ACLS Mourns the Passing of Frederick M. Bohen


Frederick M. Bohen, who served as chair of the ACLS Investment Committee from 1998 until 2003 and as a member of its Board of Directors from 1998 until 2007, died on March 14, 2015 in New York at the age of 77.   He remained a valued member of the Investment Committee after serving as chair.  "Fred’s dedicated service significantly strengthened ACLS," said Council president Pauline Yu.  "He re-designed our investment program and guided the Investment Committee in the diversification of our portfolio.  Fred recruited new expert professionals to the Committee and led its deliberations with focus, diligence, and prudence.  The results of his stewardship are remarkable:  when he assumed the chair of the Committee, the ACLS endowment was valued at approximately $50 Million; at the end of 2014, the value stood at $116.5 Million."

Fred was executive vice president of the Rockefeller University when he joined ACLS.   He retired from that post, in 1999, but returned to Rockefeller as executive vice president (acting) from 2002 to 2005. Before that, he held executive positions at Brown University and the University of Minnesota and served as assistant secretary for management and budget of the federal Department of Health and Human Services during the Carter administration.
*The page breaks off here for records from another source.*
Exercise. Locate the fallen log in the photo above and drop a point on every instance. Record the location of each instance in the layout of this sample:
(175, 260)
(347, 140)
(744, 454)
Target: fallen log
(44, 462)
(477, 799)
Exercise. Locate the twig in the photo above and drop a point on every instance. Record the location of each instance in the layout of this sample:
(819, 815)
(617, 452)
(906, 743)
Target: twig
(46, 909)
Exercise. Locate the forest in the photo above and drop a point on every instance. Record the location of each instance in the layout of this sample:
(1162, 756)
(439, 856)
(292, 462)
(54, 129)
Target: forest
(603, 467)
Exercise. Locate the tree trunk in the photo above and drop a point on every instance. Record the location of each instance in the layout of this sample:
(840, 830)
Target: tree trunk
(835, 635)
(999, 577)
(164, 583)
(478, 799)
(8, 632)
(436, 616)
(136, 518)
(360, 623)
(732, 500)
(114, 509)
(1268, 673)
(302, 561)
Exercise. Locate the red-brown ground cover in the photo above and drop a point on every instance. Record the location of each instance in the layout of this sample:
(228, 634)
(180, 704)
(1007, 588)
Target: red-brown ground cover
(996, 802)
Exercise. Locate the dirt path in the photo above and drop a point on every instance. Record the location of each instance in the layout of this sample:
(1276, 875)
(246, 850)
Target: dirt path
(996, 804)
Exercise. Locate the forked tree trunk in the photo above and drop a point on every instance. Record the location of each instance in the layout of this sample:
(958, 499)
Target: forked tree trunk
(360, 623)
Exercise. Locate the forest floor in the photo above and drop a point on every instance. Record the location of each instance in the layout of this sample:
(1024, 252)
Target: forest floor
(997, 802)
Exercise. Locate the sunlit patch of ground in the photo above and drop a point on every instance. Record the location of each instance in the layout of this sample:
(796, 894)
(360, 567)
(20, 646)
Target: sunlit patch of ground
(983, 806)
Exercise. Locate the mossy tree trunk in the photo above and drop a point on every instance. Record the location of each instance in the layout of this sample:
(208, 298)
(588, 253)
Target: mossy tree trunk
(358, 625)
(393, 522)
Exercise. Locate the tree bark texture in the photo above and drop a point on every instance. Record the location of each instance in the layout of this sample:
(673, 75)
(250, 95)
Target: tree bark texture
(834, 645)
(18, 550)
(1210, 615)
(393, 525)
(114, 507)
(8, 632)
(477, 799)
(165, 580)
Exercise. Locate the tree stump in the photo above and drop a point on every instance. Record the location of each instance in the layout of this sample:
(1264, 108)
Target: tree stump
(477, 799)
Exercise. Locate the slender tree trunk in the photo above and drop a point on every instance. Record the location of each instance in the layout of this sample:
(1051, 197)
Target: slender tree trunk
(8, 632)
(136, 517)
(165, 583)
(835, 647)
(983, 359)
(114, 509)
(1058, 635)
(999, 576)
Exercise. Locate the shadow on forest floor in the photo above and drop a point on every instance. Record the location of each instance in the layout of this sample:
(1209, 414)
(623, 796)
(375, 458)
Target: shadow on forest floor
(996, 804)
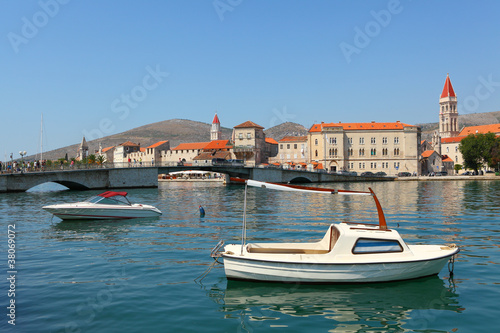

Bohen was an independent outside director of the APACHE Corporation and a founding trustee of the Teak Fellowship. He  served on other corporate boards and as a trustee of Stephens College. He earned his A.B. degree at Harvard College and his M.P.A. from the Woodrow Wilson School at Princeton University

“Another achievement of Fred’s wise leadership was the acquisition of our current office space,” said President Yu.  “In 2001, our lease on rental space was expiring and search for workable alternatives had been unavailing.  Fred independently identified the possibility of purchasing the condominium unit at 633 Third Avenue we now occupy and convinced president D’Arms and the Board of the long-term promise of the investment.  Fred was right:  not only has the new location proven convenient, but the value of the unit has appreciated several-fold.”

“Quantitative measures, however, cannot begin to convey the rewarding experience of working with Fred,” Ms. Yu continued.  “He was unfailingly gracious and thoughtful, yet also determined and rigorous in all dealings.  We mourn his loss and will prize his memory.”